Vaccini. Auguriamoci che in tanti, dopo la prima dose ricevuta, si presentino serenamente nei nostri centri vaccinali

Simona Carisi

Il Ministero della Salute garantisce che la seconda dose di vaccino AstraZeneca non avrà controindicazioni per coloro che hanno ricevuto la prima dose. Il Comitato Tecnico Scientifico si è espresso attraverso una circolare ( Ministero della Salute: Redazione DottNet) ribadendo che le trombosi rare si sono verificate solo dopo la prima dose. E’ stato condotto uno studio in Danimarca e Norvegia sugli eventi arteriosi, la tromboembolia venosa, la trombocitopenia ( diminuzione del numero delle piastrine circolanti) ed i dati sono rassicuranti.

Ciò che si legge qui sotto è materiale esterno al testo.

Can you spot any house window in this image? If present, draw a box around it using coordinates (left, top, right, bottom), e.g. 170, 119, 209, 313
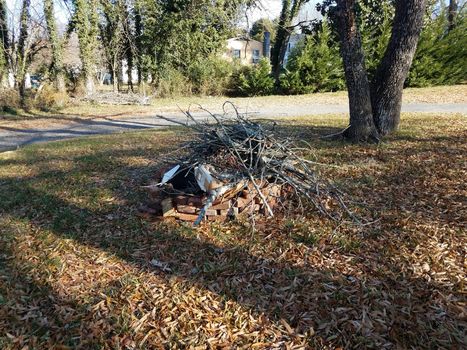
253, 49, 260, 63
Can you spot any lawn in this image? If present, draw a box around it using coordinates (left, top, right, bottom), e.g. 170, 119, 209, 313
0, 85, 467, 125
0, 114, 467, 349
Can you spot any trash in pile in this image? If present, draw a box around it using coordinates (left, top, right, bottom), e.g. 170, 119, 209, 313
142, 104, 353, 226
80, 91, 150, 105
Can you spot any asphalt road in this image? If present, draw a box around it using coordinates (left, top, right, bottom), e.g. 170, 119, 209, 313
0, 103, 467, 152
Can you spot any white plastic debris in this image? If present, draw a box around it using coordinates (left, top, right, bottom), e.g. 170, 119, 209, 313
195, 164, 223, 193
157, 165, 180, 186
151, 259, 172, 272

Purtroppo, ed è comprensibile, la paura ha preso il sopravvento su molti (in Sicilia 5 casi fatali dopo la somministrazione del vaccino AstraZeneza ancora in corso di accertamento scientifico), ma l’Agenzia Europea per i medicinali segnala meno casi previsti di eventi tromboembolici su 5 milioni di vaccinati. Questo ci fa comprendere quanto importante sia superare l’angoscia causata dalla somministrazione vaccinale, rispetto quel che sta accadendo in questa pandemia da Covid-19, che all’inizio del mese di Aprile  2021 ha colpito più di 130 milioni di persone in tutto il mondo e 2,8 milioni sono morte.

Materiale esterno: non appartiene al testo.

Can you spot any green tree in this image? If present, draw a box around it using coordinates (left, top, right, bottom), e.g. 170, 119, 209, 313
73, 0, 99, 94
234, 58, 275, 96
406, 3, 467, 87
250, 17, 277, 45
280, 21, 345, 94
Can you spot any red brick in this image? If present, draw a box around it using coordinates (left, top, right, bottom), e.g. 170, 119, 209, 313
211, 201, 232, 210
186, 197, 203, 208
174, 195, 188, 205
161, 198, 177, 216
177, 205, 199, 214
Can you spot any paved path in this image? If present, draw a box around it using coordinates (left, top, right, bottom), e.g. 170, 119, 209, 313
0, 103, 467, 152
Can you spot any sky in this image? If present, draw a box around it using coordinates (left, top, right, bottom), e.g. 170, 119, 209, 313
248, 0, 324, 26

Auguriamoci che in tanti dopo la prima dose ricevuta, si presentino serenamente nei nostri centri vaccinali predisposti dalla nostra Asp: Hub del villaggio Mosè e Ospedale San Giovanni di Dio ad Agrigento e tutti i presidi organizzati in tal senso, per ricevere la seconda dose del vaccino AstraZeneca, senza dimenticare mai che il tempo velocemente trascorre, tanto da far discutere sul terzo richiamo ai medici e agli over 80 nel mese di Novembre. Almeno in Gran Bretagna la terza dose ci sarà. Ovviamente se ciò succederà anche in Italia la dose vaccinale sarà “aggiornata” contro le varianti.

Pfizer/BioNTech aveva già parlato di un richiamo a 6-12 mesi dalla seconda dose e da lì in poi di un richiamo annuale. In realtà, si aspettano risultati più precisi e  si procederà in base ai dati clinici che nel corso del tempo si osserveranno.

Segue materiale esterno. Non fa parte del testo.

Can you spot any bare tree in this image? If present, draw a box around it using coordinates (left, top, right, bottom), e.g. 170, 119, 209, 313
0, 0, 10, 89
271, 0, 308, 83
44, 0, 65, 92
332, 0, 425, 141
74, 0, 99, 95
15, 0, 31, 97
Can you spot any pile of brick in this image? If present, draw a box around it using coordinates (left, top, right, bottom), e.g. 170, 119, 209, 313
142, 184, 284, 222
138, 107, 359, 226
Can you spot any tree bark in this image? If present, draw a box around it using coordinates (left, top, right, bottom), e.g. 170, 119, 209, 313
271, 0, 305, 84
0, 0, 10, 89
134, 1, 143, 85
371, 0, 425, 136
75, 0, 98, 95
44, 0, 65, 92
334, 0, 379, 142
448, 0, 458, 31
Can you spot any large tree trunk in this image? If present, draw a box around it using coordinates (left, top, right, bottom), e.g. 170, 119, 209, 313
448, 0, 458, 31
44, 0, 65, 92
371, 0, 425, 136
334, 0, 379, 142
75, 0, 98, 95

Mentre si discute sulla terza dose di richiamo, è pronta la circolare del Ministero della Salute, sulla seconda dose di Pfizer e/o Moderna che si somministrerà, entro e non prima i 42 giorni dalla prima dose, tempo che non inciderà negativamente sulla efficacia della risposta immunitaria. Quindi non più 21 giorni per Pfizer dalla prima dose e non più 28 giorni per Moderna.

E’ chiaro che con il Covid-19 tutto può essere rivisto, rielaborato e ricambiato, ma al momento i dati scientifici hanno evidenziato ottima immunogenicità del vaccino con risposte immunitarie in termini percentuali alte nella difesa contro la malattia da coronavirus e complicanze legate all’infezione.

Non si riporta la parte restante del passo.